Anak-anak Gaza di Tengah Kelaparan Buatan: DK PBB Serukan Bantuan, Cuma AS yang Menahan Diri
BANDUNG INSPIRA – Di sudut sebuah klinik Save the Children, suara tangis anak-anak yang lemah terdengar samar. Mereka tak lagi memiliki tenaga untuk berbicara, bahkan untuk menangis kesakitan. Tubuh mereka kurus kering, tampak sekarat, akibat malnutrisi parah.
Inga Ashing, CEO Save the Children, menggambarkan kondisi ini dengan getir. “Saat ini, anak-anak di Gaza secara sistematis dibuat kelaparan hingga meninggal. Ini bukan bencana alam, tapi kelaparan yang direkayasa, buatan manusia,” ujarnya, seperti dikutip dari Anadolu.
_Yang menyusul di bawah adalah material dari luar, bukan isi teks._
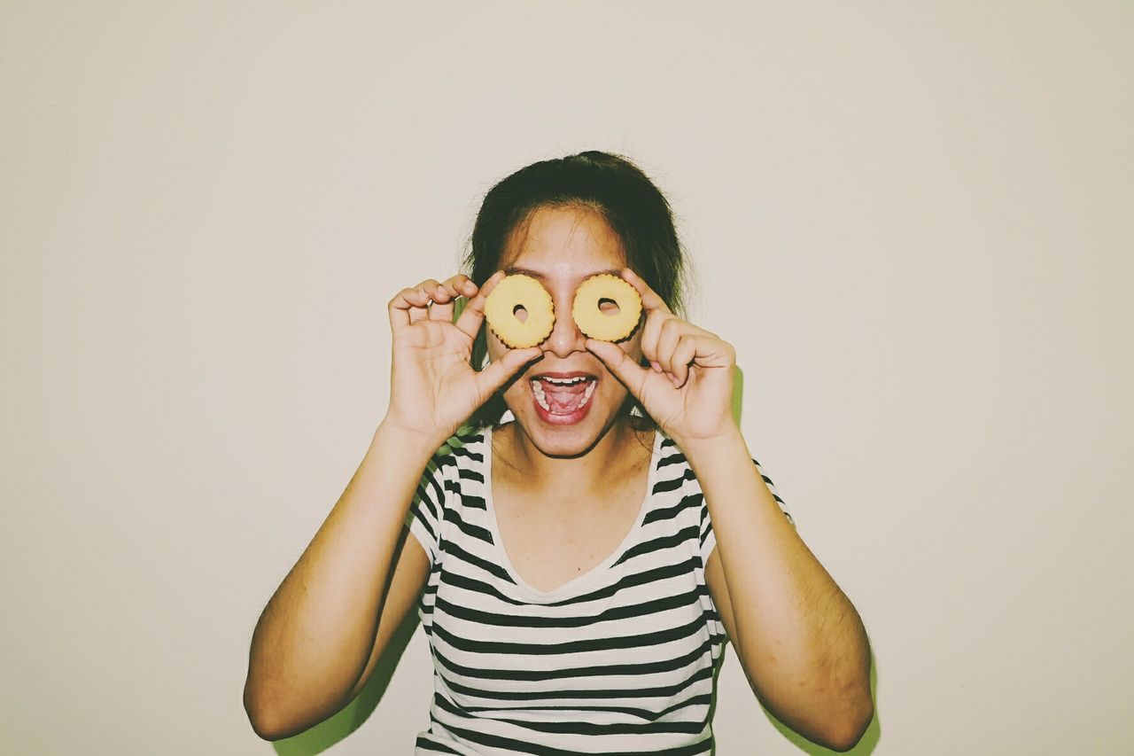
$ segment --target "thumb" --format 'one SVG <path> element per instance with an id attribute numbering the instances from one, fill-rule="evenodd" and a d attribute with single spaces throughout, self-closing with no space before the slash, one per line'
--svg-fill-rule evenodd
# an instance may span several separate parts
<path id="1" fill-rule="evenodd" d="M 649 376 L 649 371 L 635 362 L 617 344 L 600 342 L 594 338 L 586 339 L 586 348 L 607 366 L 607 370 L 620 380 L 626 389 L 633 394 L 634 398 L 642 398 L 642 386 Z"/>
<path id="2" fill-rule="evenodd" d="M 525 364 L 535 360 L 543 351 L 539 346 L 528 346 L 523 350 L 508 350 L 503 355 L 476 373 L 476 385 L 481 390 L 481 396 L 490 396 L 508 379 L 519 372 Z"/>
Bencana kelaparan yang kini melanda Gaza bukan kabar kosong. Wakil Sekretaris Jenderal PBB untuk Urusan Kemanusiaan, Joyce Msuya, mencatat lebih dari setengah juta warga menghadapi kelaparan, kemiskinan ekstrem, dan ancaman kematian—sekitar seperempat dari populasi wilayah itu. Jumlah ini diperkirakan bisa melonjak menjadi 640.000 orang pada akhir September.
Sejak blokade total yang diberlakukan Zionis Israel pada Maret lalu, 2,4 juta warga Gaza hidup dalam ancaman kelaparan, penyakit menular, dan keruntuhan sistem layanan publik. Otoritas kesehatan setempat melaporkan, hingga Rabu, kelaparan telah merenggut 313 nyawa, termasuk 119 anak-anak.
Di tengah kondisi kritis ini, Dewan Keamanan PBB mengeluarkan deklarasi yang mengecam penggunaan kelaparan sebagai senjata perang, praktik yang jelas-jelas dilarang oleh hukum humaniter internasional. Deklarasi ini diteken hampir semua anggota DK PBB, kecuali Amerika Serikat.
AS memilih menahan diri, hanya mendesak Israel untuk “mengakhiri pembatasan pengiriman bantuan kemanusiaan segera dan tanpa syarat,” serta membatalkan rencana memperluas operasi militer di Gaza. Sementara itu, DK PBB menekankan perlunya gencatan senjata segera, pembebasan sandera, dan masuknya bantuan kemanusiaan ke wilayah kantong itu.
“Bencana ini bukan sekadar kelaparan biasa. Ini adalah bencana yang diciptakan—hasil dari konflik yang telah menimbulkan kematian warga sipil, cedera, kehancuran, dan pengungsian masif,” ujar Joyce Msuya.
Di klinik-klinik dan rumah-rumah Gaza, bayangan bencana terlihat nyata. Setiap anak yang lemah, setiap warga yang menunggu obat, setiap keluarga yang menguatkan satu sama lain di tengah kekurangan, adalah bukti bahwa perang dan blokade telah mengubah kelaparan menjadi senjata yang mematikan.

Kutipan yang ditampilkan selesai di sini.